Written by Connie Larkman
Members of the UCC Cuba Study Seminar were invited to worship Sunday, Jan. 24, with some long-time friends in Cuba. The congregation of the Iglesias Bautista Ebenezer church and Martin Luther King Center in Mariano, one of Havana's 15 districts, welcomed the group as family at the noon service. It's no wonder, since the church and its MLK community center have been a stop on the UCC study tour since its founder, the late Rev. Ted Braun, became compadres with the church's founding pastor, the Rev. Raul Suarez.
"This is a church that always welcomed Ted Braun and the UCC members he brought with him to Cuba with open arms. It's a relationship that goes back 30 years," said Suarez. "From the very beginning, we understood we had very much in common in the emphasis that he made on the kingdom of God and having a church that put people first. That's why we became very good friends."
"In the 36-year history of the UCC Cuba Study Seminar, the relationship nurtured with Raul Suarez has become a critical and treasured component of understanding," said the Rev. Tom Warren, pastor of Peace UCC in Greensboro, N.C., and seminar organizer. "He helps seminar participants see the intersection of Cuban revolutionary ideas and gospel ethics."
Suarez, who is a former member of the National Assembly of Cuba (elected in 1993 and re-elected in 1998) and president of the Cuban Ecumenical Council from 1987 to 1991, was glad to meet with the group and was interested in talking with the UCC travelers about the new round of diplomacy emerging between the United States and Cuba.
"We are very happy for your visit," Suarez said. "This is a very important moment for the people of both countries. After 54 years, our governments decided 'to have a talk' and brought great happiness to the Cuban people. They've taken big steps since Dec. 17, 2014. Embassies in both countries are open, but the main task is not done. [The United States] has to lift the blockade against Cuba."
Suarez told the group that there are many Americans who want to invest in Cuba -- and there are 500,000 small, private businesses supported by families in America in favor of normalization of relations.
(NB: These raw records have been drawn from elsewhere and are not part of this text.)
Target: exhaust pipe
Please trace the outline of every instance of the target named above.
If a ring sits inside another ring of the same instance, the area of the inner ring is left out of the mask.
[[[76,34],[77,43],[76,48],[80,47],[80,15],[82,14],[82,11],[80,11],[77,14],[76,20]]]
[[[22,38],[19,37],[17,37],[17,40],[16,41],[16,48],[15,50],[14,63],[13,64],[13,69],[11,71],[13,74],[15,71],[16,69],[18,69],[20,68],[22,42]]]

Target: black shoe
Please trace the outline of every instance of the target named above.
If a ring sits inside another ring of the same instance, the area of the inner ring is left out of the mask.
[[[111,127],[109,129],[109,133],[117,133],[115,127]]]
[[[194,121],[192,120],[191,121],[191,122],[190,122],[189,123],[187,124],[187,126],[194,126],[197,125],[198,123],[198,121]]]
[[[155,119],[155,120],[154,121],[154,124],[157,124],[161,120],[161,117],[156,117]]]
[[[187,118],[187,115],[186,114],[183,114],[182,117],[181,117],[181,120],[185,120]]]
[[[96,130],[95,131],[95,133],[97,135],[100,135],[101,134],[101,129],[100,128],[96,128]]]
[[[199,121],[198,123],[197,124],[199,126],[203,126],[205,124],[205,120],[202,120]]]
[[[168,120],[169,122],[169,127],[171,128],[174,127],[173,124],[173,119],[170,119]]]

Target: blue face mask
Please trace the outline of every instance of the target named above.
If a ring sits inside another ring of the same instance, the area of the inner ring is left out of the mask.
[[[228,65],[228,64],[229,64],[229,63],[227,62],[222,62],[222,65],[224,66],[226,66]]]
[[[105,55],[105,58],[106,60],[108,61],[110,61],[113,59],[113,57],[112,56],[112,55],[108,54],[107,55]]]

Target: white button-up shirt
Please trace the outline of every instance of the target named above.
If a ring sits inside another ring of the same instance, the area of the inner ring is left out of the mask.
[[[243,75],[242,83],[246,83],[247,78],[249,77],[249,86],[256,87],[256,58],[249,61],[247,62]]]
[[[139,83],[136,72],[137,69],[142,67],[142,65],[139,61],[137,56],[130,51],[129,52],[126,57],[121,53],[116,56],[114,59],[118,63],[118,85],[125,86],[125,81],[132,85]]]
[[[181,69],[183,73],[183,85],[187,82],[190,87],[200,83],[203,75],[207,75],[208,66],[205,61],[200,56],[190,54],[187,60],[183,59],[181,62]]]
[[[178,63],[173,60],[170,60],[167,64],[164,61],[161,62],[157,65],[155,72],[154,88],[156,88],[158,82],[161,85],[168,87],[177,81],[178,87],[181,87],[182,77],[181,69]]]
He pointed to the 10 to 15 flights coming into Havana from the United States every day, and noted that those charter flights are full.
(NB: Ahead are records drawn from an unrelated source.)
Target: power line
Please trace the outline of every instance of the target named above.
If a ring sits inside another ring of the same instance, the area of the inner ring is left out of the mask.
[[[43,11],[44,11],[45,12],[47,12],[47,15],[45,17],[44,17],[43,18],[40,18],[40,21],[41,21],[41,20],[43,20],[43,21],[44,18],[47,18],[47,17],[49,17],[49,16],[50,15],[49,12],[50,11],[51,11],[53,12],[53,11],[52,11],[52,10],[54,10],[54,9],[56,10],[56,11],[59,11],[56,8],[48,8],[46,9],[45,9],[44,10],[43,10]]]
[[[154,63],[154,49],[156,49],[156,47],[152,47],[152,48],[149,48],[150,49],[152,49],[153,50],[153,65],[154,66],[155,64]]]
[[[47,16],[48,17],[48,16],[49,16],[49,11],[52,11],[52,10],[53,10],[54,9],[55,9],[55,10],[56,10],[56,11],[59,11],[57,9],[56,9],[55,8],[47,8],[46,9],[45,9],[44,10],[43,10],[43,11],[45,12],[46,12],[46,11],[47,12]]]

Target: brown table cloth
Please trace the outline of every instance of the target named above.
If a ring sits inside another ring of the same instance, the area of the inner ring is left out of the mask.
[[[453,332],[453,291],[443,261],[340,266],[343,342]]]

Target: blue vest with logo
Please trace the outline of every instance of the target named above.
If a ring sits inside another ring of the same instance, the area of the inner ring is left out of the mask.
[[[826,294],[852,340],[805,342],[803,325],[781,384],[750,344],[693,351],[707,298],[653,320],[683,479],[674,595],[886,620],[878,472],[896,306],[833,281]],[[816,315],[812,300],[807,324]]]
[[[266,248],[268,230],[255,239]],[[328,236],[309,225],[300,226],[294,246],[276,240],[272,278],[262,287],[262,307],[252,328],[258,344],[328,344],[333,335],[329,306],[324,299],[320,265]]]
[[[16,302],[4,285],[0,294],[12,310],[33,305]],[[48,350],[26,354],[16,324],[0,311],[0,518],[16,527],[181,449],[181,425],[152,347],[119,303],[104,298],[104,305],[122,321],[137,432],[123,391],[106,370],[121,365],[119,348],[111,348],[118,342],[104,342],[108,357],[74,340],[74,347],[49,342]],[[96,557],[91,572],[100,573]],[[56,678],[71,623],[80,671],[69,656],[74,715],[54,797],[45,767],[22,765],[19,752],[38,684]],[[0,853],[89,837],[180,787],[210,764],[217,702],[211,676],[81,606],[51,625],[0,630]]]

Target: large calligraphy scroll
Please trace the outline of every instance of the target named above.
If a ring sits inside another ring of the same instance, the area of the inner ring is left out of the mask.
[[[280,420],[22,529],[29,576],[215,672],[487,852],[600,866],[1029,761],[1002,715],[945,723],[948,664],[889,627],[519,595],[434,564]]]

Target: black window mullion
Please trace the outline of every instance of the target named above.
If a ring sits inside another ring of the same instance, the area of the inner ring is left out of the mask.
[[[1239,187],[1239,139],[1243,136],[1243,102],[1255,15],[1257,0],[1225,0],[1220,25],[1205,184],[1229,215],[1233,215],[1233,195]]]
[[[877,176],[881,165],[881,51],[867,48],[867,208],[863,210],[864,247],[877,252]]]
But he, like many Cubans, remains apprehensive about the looming November elections. "We hope and trust the American people make a very wise decision in the election," he said.
With both the administrations of President Barack Obama and President Raul Castro coming to an end, Suarez said he believes normalization between the America and Cuba will take years.
"The church has a very important task to help foster relations between our countries," Suarez said. "There is no ideology for the church. Our main mission is to build the Kingdom of God, for each human created in his image. The economic and political barriers are not God's will."
"I appreciated the session with us," said Rich Nelson, a member of Pleasant Hill UCC in Pleasant Hill, Tenn. "The fact that he can open up and share his perspective, whatever that is, is a good thing."
"In his sermon on Jan. 24, Rev. Suarez reminded all worshippers that the Gospel is, first and foremost, a call to serve the poorest and most vulnerable members of society," said Warren. "Whether those poor and vulnerable can be found within the increasing disparities of American capitalism or the imperfect and struggling revolution of Cuba, the work of serving 'the least of these' continues."
"I think he was very honest with us," said the Rev. Ted McKnight, a retired missionary who lives at the UCC’s Uplands Village in Pleasant Hill, Tenn. "I think he sees the situation in Cuba from a very different perspective than we can ever see."